Here it was then in its reality, and I, at length, steaming against its tide.
I looked upon it with that reverence with which everyone must regard a great
feature of external nature.'
So much for the emotions. The tourists, one and all, remark upon
the deep, brooding loneliness and desolation of the vast river.
Captain Basil Hall, who saw it at flood-stage, says--
'Sometimes we passed along distances of twenty or thirty miles without
seeing a single habitation. An artist, in search of hints for a painting
of the deluge, would here have found them in abundance.'
The first shall be last, etc. just two hundred years ago,
the old original first and gallantest of all the foreign tourists,
pioneer, head of the procession, ended his weary and tedious
discovery-voyage down the solemn stretches of the great river--
La Salle, whose name will last as long as the river itself shall last.
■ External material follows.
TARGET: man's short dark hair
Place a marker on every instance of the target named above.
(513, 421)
We quote from Mr. Parkman-
'And now they neared their journey's end. On the sixth
of April, the river divided itself into three broad channels.
La Salle followed that of the west, and D'Autray
that of the east; while Tonty took the middle passage.
As he drifted down the turbid current, between the low
and marshy shores, the brackish water changed to brine,
and the breeze grew fresh with the salt breath of the sea.
Then the broad bosom of the great Gulf opened on his sight,
tossing its restless billows, limitless, voiceless, lonely as when
born of chaos, without a sail, without a sign of life.'
Then, on a spot of solid ground, La Salle reared a column 'bearing
the arms of France; the Frenchmen were mustered under arms;
and while the New England Indians and their squaws looked on
in wondering silence, they chanted the TE DEUM, THE EXAUDIAT,
and the DOMINE SALVUM FAC REGEM.'
Then, whilst the musketry volleyed and rejoicing shouts burst forth,
the victorious discoverer planted the column, and made proclamation
in a loud voice, taking formal possession of the river and
the vast countries watered by it, in the name of the King.
The column bore this inscription-
LOUIS LE GRAND, ROY DE FRANCE ET DE NAVARRE, REGNE; LE NEUVIEME AVRIL,
1682.
New Orleans intended to fittingly celebrate, this present year,
the bicentennial anniversary of this illustrious event;
but when the time came, all her energies and surplus money were
required in other directions, for the flood was upon the land then,
making havoc and devastation everywhere.